Actually, “blunders” such as Afghanistan, Iran, Iraq, Syria, Egypt and Libya are not altogether unintentional. A weak Middle East and North Africa (MENA), mired in tension and corruption, keeps oil prices low. It also secures the West a staging ground for the day when a military faceoff with Russia, China or both would become necessary. Caught in these calculations are so many human beings at home or in exile, just as dispensable as Tarzan.

That an unsettled MENA will also invite the inevitable terrorist blowbacks is factored in. The constant sense of insecurity and possible loss of life at home and abroad are considered as “acceptable damage” in the parlance of a world so thoroughly hidden from the majority of trusting Americans. If confronted, the engineers of these decades-long policies deep within the intelligence apparatus, merely shrug to say they are making the best of a bad situation. America can clearly do better, first replacing a nineteenth century colonial mindset with an understanding of today’s global realities. “Metastasized terrorism” across the region, as President Biden calls it, increasingly threatens to surpass acceptable damages.

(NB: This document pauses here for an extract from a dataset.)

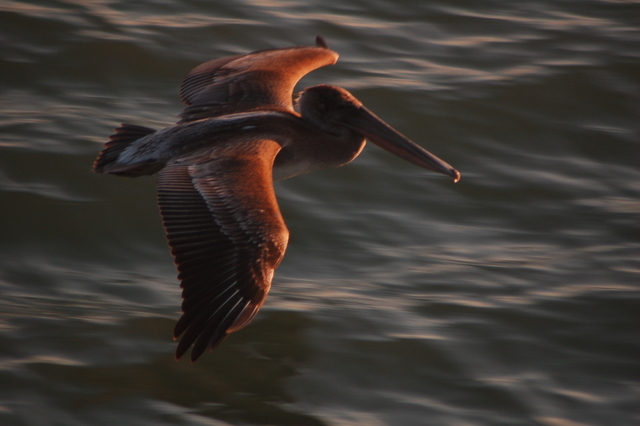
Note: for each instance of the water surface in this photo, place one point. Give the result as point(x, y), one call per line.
point(509, 298)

There is also a lesson to learn here about the psyche of some among the American elite and the arrogance of power. No one has put it better than F. Scott Fitzgerald in The Great Gatsby, “They were careless people, Tom and Daisy—they smashed up things and creatures and then retreated back into their money or their vast carelessness or whatever it was that kept them together, and let other people clean up the mess they had made….” This is the true dark side of a nation on whose overwhelming grace, tolerance and hospitality I have counted so long to go from an adolescent to a white haired man and from a foreigner to a citizen.

A native of Iran, Behrouz Saba writes widely on contemporary issues.  He is a graduate of USC with an MFA in Professional Writing and a Ph.D. in Communication.